The crisis confirms Grün’s thesis: as soon as we are driven by anxiety, we can no longer focus on the true dangers. What is much worse, we pay a huge amount of money for getting rid of this anxiety. In doing so, we create fear of fear and disable innovative and active potential. As we flee from anxiety, we run into dangers nobody had even thought of.
The profoundly written textbook by the philosopher and trainer of managers and leaders is not a guidebook. It is a book of enlightenment. It pays tribute to the self-elected duty not to crumble from fear of breaking taboos or violating political correctness. Instead, it wants to speak out about what many wish to keep camouflaged. Anxiety, however, will only disappear if we manage to counter the aversion promoted by it.
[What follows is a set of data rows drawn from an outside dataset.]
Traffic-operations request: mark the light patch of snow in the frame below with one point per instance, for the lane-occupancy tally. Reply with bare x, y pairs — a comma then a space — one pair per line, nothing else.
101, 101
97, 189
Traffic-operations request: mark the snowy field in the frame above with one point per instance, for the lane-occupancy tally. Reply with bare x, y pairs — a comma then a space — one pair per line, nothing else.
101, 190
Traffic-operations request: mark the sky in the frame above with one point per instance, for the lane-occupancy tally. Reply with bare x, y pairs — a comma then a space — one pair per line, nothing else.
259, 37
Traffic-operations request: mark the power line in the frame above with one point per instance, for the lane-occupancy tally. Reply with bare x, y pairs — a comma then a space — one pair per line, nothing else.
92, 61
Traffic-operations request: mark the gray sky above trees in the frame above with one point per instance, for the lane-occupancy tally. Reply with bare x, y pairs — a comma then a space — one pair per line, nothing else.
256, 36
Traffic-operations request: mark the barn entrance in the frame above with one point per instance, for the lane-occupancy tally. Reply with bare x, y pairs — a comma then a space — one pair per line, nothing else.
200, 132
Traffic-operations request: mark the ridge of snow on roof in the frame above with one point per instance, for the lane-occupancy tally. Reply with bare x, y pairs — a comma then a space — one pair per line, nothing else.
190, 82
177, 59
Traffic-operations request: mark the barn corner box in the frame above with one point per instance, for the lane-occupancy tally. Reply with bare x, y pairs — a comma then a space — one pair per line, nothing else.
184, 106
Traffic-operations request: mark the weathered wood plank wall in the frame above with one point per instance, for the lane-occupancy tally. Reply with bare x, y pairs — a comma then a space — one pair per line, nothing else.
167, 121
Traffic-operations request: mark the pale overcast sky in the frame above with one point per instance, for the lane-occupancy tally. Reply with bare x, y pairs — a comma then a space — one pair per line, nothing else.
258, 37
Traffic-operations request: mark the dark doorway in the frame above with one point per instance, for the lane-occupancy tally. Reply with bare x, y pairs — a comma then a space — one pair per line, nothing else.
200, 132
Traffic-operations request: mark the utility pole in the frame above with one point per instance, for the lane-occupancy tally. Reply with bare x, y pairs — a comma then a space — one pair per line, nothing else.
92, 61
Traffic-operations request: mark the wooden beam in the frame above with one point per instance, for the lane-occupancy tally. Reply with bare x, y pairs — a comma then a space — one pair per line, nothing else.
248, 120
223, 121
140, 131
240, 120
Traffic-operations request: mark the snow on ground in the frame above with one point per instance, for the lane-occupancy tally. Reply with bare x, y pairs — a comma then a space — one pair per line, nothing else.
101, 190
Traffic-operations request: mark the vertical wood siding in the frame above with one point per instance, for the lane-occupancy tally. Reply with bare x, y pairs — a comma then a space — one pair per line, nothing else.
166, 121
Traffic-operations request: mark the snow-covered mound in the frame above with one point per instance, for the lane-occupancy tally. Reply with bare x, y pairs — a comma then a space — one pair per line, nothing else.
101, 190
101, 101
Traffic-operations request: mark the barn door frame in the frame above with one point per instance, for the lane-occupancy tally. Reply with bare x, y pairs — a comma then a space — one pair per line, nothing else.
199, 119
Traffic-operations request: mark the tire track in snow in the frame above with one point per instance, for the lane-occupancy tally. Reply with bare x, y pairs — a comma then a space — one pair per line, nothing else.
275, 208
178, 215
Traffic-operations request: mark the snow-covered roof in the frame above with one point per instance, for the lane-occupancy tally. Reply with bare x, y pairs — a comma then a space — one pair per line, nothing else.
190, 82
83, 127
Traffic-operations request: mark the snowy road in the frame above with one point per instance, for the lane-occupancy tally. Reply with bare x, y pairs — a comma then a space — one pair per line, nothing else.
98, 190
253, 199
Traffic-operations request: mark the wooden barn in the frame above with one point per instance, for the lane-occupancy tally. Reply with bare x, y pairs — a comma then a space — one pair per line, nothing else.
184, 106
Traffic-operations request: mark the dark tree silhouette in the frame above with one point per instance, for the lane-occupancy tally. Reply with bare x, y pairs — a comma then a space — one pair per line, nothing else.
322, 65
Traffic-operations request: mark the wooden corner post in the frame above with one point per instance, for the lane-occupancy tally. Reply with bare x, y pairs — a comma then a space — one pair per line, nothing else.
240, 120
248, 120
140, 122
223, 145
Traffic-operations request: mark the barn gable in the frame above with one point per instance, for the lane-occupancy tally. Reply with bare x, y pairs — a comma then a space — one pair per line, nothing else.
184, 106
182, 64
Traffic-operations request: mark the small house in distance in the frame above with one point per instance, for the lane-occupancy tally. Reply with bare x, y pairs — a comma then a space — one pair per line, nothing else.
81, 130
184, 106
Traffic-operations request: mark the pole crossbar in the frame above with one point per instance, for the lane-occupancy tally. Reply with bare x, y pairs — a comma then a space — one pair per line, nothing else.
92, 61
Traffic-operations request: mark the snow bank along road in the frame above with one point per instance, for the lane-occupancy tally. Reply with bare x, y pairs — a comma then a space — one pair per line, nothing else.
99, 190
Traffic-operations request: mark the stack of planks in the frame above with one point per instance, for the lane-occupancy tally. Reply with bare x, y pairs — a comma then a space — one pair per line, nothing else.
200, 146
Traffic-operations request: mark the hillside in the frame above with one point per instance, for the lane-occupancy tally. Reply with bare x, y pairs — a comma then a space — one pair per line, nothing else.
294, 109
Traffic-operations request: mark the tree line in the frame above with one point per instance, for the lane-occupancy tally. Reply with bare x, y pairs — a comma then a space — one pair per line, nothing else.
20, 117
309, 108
Otherwise, anxiety will grip you in many places, just like the tentacles of an octopus, in order to get nourishment. The author’s wish is that people should not be gripped by these tentacles. For Grün, the fact that middlemen have always thrived on the exploitation of fear is less reason for grudge than for criticism of character development in the parties concerned. If you reduce your susceptibility for anxiety and practice the right kind of fear, then you will be best equipped for improved happiness in life. The only time anxiety is useful is when it sharpens our senses for a short time through stage fright or the like. In the long run, however, it is similar to stress. It destroys the organism – both socially and organically.
Instead of heightening anxiety, we should learn fear. Because the organism understands fear as a natural reaction to a real danger. If you have learned fear, you are capable of managing life and being realistic. But if you follow the path led by anxiety, you will be ruled by surreal powers. Some people do everything in order to avoid the number 13; some people are concerned about the criminal court they have to face in the hereafter; some people convert spiders into fierce wolves and managers into “locusts”. Grün identifies these mechanisms as something that might, indeed, give an individual person piece of mind for some moments. In reality, however, these mechanisms are like the belief in miracles or magic. Where people nurture such a distorted image of reality, they will also never think twice about foul stocks or taboos and restraints.
In this respect, the concept of the author is based on human biology. After all, nature equipped people with a quickly reacting system of emotional powers that enabled them to survive in the original state. However, in a cultural environment, many natural dangers no longer exist. Still, homo sapiens retains the readiness to react to threats. With culture, the natural dangers people might have to face disappear. But now they see alleged threats and react more and more with neurotic anxiety. Thus, they often rush from one desire for anxiety to the next and are willing to let themselves be persuaded of fear of all kinds of things. If you are afraid of state bankruptcy today, you no longer need to nourish your anxiety of BSE, climate catastrophe or acid rain. And we can, indeed, see old anxieties disappearing as soon as the Germans are offered a new one.
The intense compulsion neurosis is known around the world as “German Angst“ – the tendency to warn against something a lot faster than the actual challenge manifests itself.
Grün even knows how to unmask the tendency towards self-diminution as megalomania in disguise. Its energy is rooted in anxiety: because even the most pathetic sinner will see himself as chosen by his God after having diminished himself into a nonentity. Especially this last step of uniting oneself with all the godless in a blood bath of nonentity driven by fear, this “ultima ratio” of anxiety through which martyrs and suicidal maniacs become indistinguishable today, should not be made impressive by allowing it verbal space in claiming that belief can move mountains. Even though Grün must probably be merited for discovering and explaining with conclusive examples the relevance of “moral anxieties”, I have to point out a small flaw of the book: this part of the book might have been dealt with in little less detail. I found it both a pleasure and a personal gain to read the book, which is why I would recommend that not just the cowards among us should read it.
Michael Friedmann
Many thanks to Michael Friedmann for his book review!